If you have chronic hip or groin pain, you're probably looking for up-to-the minute information about how best to manage your hip condition. Lynda Huey and I are the authors of Heal Your Hips, and we have helped thousands of patients reduce pain, increase mobility, and restore function in their hips. Joining together, we have provided hip patients with alternatives to hip surgery. The more we combine our innovations the more we believe we can either prevent hip surgery altogether or at the very least buy a patient time -- perhaps a decade or more before they would require surgery. We want to buy time if we can, because the future may hold more elegant solutions to hip problems. We may not even be doing hip implant surgery ten years from now.

If your doctor has said that you need hip surgery, Have a torn labrum?

Click the Stop sign if you have a torn labrum!

Many patients come to me because their former doctors have flatly told them, "I'm the doctor, you're the patient." My answer is that for me there's nothing better than patients who participate in getting themselves well.

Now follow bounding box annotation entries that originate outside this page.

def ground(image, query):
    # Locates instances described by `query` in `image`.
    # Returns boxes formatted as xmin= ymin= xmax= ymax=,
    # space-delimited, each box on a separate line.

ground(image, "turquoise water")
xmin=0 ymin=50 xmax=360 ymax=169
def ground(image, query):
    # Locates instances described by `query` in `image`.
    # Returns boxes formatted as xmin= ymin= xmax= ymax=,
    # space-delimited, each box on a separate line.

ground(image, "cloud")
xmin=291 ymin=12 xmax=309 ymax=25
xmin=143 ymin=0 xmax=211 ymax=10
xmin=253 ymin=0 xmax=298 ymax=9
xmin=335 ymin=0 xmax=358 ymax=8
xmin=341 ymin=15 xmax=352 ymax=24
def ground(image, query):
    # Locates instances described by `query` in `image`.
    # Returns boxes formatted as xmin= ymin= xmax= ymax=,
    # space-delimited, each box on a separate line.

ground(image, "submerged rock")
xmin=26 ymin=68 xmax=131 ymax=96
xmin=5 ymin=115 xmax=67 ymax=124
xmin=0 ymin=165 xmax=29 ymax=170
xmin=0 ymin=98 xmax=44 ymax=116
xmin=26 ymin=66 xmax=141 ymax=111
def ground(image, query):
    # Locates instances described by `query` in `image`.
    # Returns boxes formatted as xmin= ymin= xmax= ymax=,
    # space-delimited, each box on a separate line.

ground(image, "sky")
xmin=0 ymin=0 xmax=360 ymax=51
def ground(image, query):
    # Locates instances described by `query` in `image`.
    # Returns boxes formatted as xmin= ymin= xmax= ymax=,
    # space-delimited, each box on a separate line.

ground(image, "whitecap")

I'm delighted when they bring along popular articles on health and fitness to discuss during office visits or when they choose books to take home from my library. More power to them! And when we talk about their hips I try to avoid jargon. I want to demystify their loss of mobility, their decreased strength and loss of function. I use examples, anecdotes, Xrays, quick drawings, and photographs as I encourage their understanding of the anatomy and physiology of a hip, that elegant piece of biological machinery.

"I love to operate," I say after listening to patients describe their pain. "But I'd rather we exhaust all conservative care to get you back to health."

Back to golf, tennis, running, skiing, pick-up basketball, beach volleyball, bicycling - so many of my patients have their return to sports as a goal. And back to construction work, driving a bus, managing a restaurant, repairing computers - these recent patients of mine have sought to regain strength and mobility for their jobs. Most of my diagnoses lead to treatment in a pool where those with arthritis, congenital hip problems, rheumatoid arthritis, and even more complicated hip problems become instant athletes and unhobbled workers as they walk, run, push, pull, bend, squat, lunge, jump, and lift themselves easily. Indeed they can practice all their moves in the glove of water that protects them from pain. Many people call us from around the country, and in fact some even fly in for pool sessions with Lynda and/or consultations or surgery with me.

If you could reduce your hip pain and return to normal activities of daily life, would you care that your Xray still looks as though you have a problem? That's the same question I've asked my patients over the years, and the answer is always NO! By entering the water and insisting on gentle movement from your painful hip, you can begin to regain strength, flexibility, and mobility while you gradually reduce your pain. I always insist that my hip patients attempt a legitimate three-month effort with Lynda Huey in the pool and on land to prevent hip surgery before considering the next step: hip arthroscopy.

My patented new microsurgical instruments the size of a pencil allow me to see around the corners inside the hip joint, view the inflammation, smooth down damaged cartilage, and replace corrosive joint fluid without the high cost in tissue damage that hip surgeries normally require. Then a window of opportunity can be presented to you: before the joint becomes inflamed again, you can exercise in water and on land to regain strength and function that can save you from needing major hip implant surgery.

In 1989, I performed my first hip arthroscopy, a pioneer to say the least. Other surgeons had taken the arthroscope into the knee and shoulder, but few considered using it in the hip. So it was a lonely world for a while. I could imagine a bright future for hip arthroscopy and I saw the importance of addressing the early damage as it occurred in this complicated joint. In these past twenty years, I've performed hundreds of hip arthroscopies, and now I'm gratified that many other surgeons around the country and around the world have followed suit. I have been teaching surgeons since 1989 when they come to visit me in the operating room. Today the number of courses to teach young surgeons to do this procedure is skyrocketing and every course is overbooked. It has been a joy for me to watch this field of hip arthroscopy blossom into the fastest-growing segment of orthopedic surgery.